# alice-dsl

## pablo_supertux

Ich ziehe um und muss mir deshlab einen neuen Telefonanschluss + DSL beantragen. Ich bin aufs Festnetz angewiesen, außerdem will ich kein VoIP nutzen.

Aber ich finde ich heute an sich nur Angebote, wo ich Hunderten von Dienstleistungen bekommen, auf die ich verzichten will. Ich will nur einen stinknormalen Festnetzanschluss + eine DSL Flat (16000 Bit), mehr nicht. Ich war am Wochenende bei der Telekom und hab mich informiert, entweder wollte mein Ansprechsparnter das nicht sagen, oder vielleicht wird sowas nicht mehr in der Form angeboten, denn er wollte mir unbediengt den kleinesten "Entertain" Packet (Entertain Confort), wo ich ne Festnetzflatrate, IPTV mit über 70 TV-Sender bekomme, usw. Ich will aber das alles gar nicht! Über die Telekomhompage war aber dieses entrtain Confort das billigste, was ich auch gefunden habe, aber alles für 45 € !!!! geht's ja nicht mit dem Peis?

Leider finde ich überall nur Angebote mit Festnetz Flatrates und was weiß ich noch so alles. Dann bin auf http://www.alice-dsl.de/kundencenter/export/de/residential/produkte/alice_light/ gestossen: an sich, das was ich will, nur eine DSL-Flat für 15 €. Ich würde bei der Telekom den Festnetzanschluss beantragen und dann bei Alice diesen Alice-Light.
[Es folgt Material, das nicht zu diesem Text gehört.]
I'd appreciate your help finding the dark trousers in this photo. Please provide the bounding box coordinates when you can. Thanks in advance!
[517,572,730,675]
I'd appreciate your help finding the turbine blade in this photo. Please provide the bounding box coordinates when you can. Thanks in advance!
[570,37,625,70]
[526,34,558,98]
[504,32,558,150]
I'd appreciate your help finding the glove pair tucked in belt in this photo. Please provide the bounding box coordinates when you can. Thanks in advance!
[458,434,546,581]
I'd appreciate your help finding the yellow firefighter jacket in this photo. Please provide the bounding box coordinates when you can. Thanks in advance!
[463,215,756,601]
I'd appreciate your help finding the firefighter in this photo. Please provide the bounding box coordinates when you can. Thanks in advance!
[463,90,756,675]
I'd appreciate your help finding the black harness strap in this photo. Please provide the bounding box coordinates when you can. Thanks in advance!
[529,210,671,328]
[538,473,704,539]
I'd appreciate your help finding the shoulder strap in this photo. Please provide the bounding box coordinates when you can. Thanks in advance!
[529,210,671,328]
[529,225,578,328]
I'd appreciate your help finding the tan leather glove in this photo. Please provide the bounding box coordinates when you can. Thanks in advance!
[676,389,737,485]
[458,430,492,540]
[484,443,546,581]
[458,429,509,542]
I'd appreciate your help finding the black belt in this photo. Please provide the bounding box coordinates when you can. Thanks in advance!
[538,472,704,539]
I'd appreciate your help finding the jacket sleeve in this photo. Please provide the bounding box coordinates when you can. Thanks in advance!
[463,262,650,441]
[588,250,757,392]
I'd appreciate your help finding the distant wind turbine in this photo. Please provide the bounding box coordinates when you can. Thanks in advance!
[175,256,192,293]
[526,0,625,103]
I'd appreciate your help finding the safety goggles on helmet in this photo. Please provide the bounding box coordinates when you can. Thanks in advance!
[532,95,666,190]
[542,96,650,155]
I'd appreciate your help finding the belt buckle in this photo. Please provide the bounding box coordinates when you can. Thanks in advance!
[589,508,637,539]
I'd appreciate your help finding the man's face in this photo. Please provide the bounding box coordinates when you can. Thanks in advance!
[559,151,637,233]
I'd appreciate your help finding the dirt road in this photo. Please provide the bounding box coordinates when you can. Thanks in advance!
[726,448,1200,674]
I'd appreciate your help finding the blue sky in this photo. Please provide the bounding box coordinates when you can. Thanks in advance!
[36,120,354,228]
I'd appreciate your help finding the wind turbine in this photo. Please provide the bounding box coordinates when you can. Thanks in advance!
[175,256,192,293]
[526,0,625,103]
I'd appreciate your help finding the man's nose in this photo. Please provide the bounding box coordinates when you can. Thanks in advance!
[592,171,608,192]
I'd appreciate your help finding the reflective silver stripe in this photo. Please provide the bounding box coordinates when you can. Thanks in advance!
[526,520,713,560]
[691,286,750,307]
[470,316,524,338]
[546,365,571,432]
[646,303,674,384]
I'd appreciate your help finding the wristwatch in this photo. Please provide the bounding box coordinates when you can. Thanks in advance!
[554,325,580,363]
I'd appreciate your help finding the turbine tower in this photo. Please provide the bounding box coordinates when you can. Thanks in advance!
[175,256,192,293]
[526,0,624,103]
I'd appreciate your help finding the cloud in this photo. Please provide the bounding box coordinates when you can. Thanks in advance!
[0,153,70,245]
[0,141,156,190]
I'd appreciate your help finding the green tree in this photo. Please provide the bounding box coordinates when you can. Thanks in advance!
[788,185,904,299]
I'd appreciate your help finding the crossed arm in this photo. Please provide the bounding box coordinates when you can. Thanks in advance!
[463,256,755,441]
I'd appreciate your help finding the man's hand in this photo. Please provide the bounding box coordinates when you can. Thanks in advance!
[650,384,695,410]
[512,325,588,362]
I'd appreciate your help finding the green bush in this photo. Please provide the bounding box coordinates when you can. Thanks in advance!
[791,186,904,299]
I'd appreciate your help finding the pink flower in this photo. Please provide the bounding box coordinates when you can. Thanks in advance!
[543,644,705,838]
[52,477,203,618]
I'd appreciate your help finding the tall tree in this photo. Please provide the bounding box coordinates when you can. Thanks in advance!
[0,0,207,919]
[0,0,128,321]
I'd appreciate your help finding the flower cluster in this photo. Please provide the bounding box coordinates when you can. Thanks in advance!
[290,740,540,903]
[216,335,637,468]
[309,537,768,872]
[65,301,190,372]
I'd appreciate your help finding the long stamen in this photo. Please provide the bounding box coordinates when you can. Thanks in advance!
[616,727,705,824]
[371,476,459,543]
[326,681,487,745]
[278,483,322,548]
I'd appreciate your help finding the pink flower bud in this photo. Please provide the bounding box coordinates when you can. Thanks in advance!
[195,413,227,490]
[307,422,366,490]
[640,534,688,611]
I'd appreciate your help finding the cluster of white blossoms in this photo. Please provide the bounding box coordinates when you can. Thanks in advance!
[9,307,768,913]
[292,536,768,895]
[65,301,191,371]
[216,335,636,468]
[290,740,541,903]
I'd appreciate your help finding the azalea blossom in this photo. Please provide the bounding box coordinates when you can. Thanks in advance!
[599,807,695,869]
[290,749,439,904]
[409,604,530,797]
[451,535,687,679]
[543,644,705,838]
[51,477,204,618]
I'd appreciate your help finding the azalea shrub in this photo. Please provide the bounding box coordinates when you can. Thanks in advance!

Dann würde ich 18 € Grundgebühr + 15 € DSL zahlen, was am güngstigsten käme.

Wer ist Kunde bei Alice? Ist das ein guter Anbieter oder sollte man davon die Finger lassen? Und sind die 15 € DSL wirklich so niedrig, oder gibt es kleine Fallen, wo man doch mehr zahlt?

Danke für die Antworten.

----------

## Finswimmer

Dann nimmst du aber die Alice Fun Flatrate.

Da hast du dann 16k DSL Flat und Telefon Flat für 19,99€.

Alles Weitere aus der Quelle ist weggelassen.